Hatay'ın İskenderun ilçesinde yayımlanan SÖZ Gazetesi'nin yazarı Şehmus Aslan da gerilim ortamına, bununla beraber gelen huzursuzluklara dikkat çekiyor ve yazısına “Huzur” başlığını uygun buluyor. Her yazısında barıştan, kardeşlikten, dostluktan, bunun gereklerinden söz eden Şehmus Aslan'ın yazısından bir bölüm okuyalım:

“Her şey bir yana, iyi düşünün. Toplum olarak buna o kadar çok ihtiyacımız var ki. Bu kadar stres, bu kadar gerginlik, bu kadar kavga, bu kadar çekişme, Bu kadar tahammülsüzlük… Ne oldu bize ya?

Bırakın her günü, her an bile huzurumuzu bozacak tatsız olaylarla karşılaşmak mümkün hale geldi. Siyasilerin konuşmaları düşündürücü. Ortamı çok geriyorlar, insanlar karpuz gibi bölünüyor. Aman dikkat!

Huzurun anlamına bir bakalım. İnsanın içinde duyumsadığı rahatlık duygusu. Çekişmesizlik, dinginlik, gönül rahatlığı. Evet, çok ihtiyacımız var çokkkk. ‘Huzur', mükemmel derecede anlamlı bir kelime. Evde, iş yerinde, sokakta, çarşıda, her yerde, içimizde huzura ihtiyacımız var.

Dikkat!, dikkat!, dikkat! Bizi ‘karpuz' gibi bölmek isteyenlere dikkat! Her zaman söylüyorum, bıkmadan söyleyeceğim. Biz, birlikte ‘Türkiye'yiz, başka ‘Türkiye' yok. Hep ‘barış' olsun,  hep ‘kardeşlik' olsun, hep ‘ sevgi' olsun,  hep ‘huzur' olsun.

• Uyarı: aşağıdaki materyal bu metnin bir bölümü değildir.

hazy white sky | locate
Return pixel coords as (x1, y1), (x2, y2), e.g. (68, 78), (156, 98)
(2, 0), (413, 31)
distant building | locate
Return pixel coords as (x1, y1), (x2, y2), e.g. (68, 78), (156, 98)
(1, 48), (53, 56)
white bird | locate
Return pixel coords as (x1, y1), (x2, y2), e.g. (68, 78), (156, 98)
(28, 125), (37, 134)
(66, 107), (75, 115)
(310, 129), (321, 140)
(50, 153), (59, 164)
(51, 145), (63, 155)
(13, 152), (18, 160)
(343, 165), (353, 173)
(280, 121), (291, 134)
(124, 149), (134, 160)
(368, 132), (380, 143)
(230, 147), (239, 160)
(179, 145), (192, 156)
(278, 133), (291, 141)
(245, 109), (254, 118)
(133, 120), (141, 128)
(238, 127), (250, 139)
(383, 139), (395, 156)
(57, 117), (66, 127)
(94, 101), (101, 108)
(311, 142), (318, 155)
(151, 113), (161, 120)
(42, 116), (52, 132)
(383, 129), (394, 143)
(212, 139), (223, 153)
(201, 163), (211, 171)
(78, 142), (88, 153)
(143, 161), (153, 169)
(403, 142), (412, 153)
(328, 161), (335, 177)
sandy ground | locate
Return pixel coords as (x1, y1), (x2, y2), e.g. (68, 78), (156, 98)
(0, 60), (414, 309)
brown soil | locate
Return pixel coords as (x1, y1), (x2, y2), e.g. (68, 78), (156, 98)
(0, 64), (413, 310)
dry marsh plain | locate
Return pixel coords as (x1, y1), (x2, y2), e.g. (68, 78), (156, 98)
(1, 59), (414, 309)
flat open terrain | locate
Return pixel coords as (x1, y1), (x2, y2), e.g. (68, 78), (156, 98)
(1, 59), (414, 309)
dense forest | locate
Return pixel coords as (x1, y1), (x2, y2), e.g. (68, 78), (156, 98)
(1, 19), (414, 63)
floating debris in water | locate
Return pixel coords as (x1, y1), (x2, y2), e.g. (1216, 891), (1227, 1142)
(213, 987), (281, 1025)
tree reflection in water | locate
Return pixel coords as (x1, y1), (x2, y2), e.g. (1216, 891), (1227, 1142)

Haydi, el ele ve gönül gönüle olmanın tam zamanı. Huzur, huzur, huzur…”

12 EYLÜL YALANLARI

12 Eylül 1980 tarihinde askerlerin yönetime el koyması gündeme geldiğinde “Darbe”, “ihtilal” denilir ama “Eylül Yalanları-12 Eylül 1980” kitabının yazarı emekli Albay Cumhur Utku, doğrusunun “Müdahale” olduğunu söylüyor. Dönemin olaylarına ışık tutan Cumhur Utku'nun kitabı, Halk Kitabevi'nden çıktı.

Sıkıyönetim döneminde İstanbul'da yüzbaşı olarak görev yapan, gece-gündüz sokaklarda olan Cumhur Utku bu kitabında  ilginç anekdotlara, anılara yer veriyor. O dönemde siyasette yaşanan gerilimlerin ülkeyi nerelere sürüklediği anlatılırken, yaşananlardan yeterince ders çıkarılmadığı da ortaya çıkıyor.

Şehmus Aslan, “Huzur… Huzur… Huzur” diyor. Hayatın zorlaştığı, gerilimin tırmandırıldığı şu dönemde huzur istemek çok şey mi?